Le devoir de parole

Delphine Horvilleur a longtemps été une référence, une figure d’humanité, par l’intelligence de ses paroles, l’ouverture qu’elles esquissaient, ses mains tendues au-dessus des gouffres fratricides. Je lisais de l’espoir dans ses mots, par le simple fait qu’ils existaient. 

Puis est arrivé le 7 octobre. Et tout s’est déglingué. 

Ses paroles se sont figées autour du geste abject du Hamas et des otages. On peut comprendre la douleur et la sidération. Et la préoccupation à ne pas donner de carburant à l’antisémitisme:« J’ai parfois bâillonné ma parole, pour éviter qu’elle ne nourrisse les immondices de ceux qui me menacent, ceux qui diabolisent et déshumanisent un peuple, et s’imaginent aider ainsi un autre. » 

Mais la parole publique n’est pas qu’un risque personnel. Elle est aussi un devoir éthique. Lorsqu’on a tant représenté la nuance, la paix, le dialogue, on porte aussi une responsabilité : celle de parler en terrain miné quand plus personne n’ose le faire. Il aura fallu 52’000 morts palestiniens — une majorité de femmes, d’enfants — pour qu’elle dise la « faillite morale » du gouvernement de Benjamin Netanyahu.

C’est tard. Très tard. À partir de combien de cadavres un crime contre l’humanité n’est-il plus « moralement acceptable »? 

Mais cette parole existe. Enfin. 

Or, ce qui frappe, c’est la déchirure immédiate qu’elle provoque. De part et d’autre.

Les uns ne retiennent que le « trop tard ».

Les autres, la « trahison ». Et chacun, alors, manie l’insulte comme une arme de guerre.
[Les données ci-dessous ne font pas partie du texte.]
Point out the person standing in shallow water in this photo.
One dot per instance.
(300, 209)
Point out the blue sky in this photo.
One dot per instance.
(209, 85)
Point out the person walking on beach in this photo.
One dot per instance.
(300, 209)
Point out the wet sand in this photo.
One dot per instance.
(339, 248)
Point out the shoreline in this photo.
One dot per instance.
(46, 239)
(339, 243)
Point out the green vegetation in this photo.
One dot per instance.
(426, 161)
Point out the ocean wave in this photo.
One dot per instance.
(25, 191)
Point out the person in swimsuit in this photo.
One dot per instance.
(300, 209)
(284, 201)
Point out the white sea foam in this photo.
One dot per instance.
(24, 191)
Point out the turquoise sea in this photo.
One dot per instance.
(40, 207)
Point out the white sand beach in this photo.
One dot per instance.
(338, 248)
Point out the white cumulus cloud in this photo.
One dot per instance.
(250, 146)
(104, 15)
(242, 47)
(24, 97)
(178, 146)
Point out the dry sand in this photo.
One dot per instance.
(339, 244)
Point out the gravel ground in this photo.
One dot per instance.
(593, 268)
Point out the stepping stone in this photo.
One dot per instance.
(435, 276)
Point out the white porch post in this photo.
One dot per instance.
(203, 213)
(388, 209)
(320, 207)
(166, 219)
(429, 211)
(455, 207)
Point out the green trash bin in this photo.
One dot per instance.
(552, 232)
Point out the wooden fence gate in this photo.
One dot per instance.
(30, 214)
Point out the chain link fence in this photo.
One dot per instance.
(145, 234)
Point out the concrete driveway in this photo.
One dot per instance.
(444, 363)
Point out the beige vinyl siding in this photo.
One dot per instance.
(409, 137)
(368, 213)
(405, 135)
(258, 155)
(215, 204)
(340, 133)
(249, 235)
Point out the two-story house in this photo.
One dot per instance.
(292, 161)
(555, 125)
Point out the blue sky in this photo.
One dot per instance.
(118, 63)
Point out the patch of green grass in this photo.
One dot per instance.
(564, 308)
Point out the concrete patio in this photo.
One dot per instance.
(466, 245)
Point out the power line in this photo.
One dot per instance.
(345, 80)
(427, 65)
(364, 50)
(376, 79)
Elle est là, désormais, l’impasse : même les voix qui tentent de rassembler sont devenues suspectes. Même les ponts que l’on bâtit sont perçus comme des menaces. Le champ est si miné que les mots explosent comme des grenades à fragmentation dès qu’ils franchissent les lèvres.

Dans le fracas des haines, on n’écoute plus.

On n’entend plus.

Vous la percevez, vous, cette petite musique de nuit?  Celle qui marque la fin de notre humanité?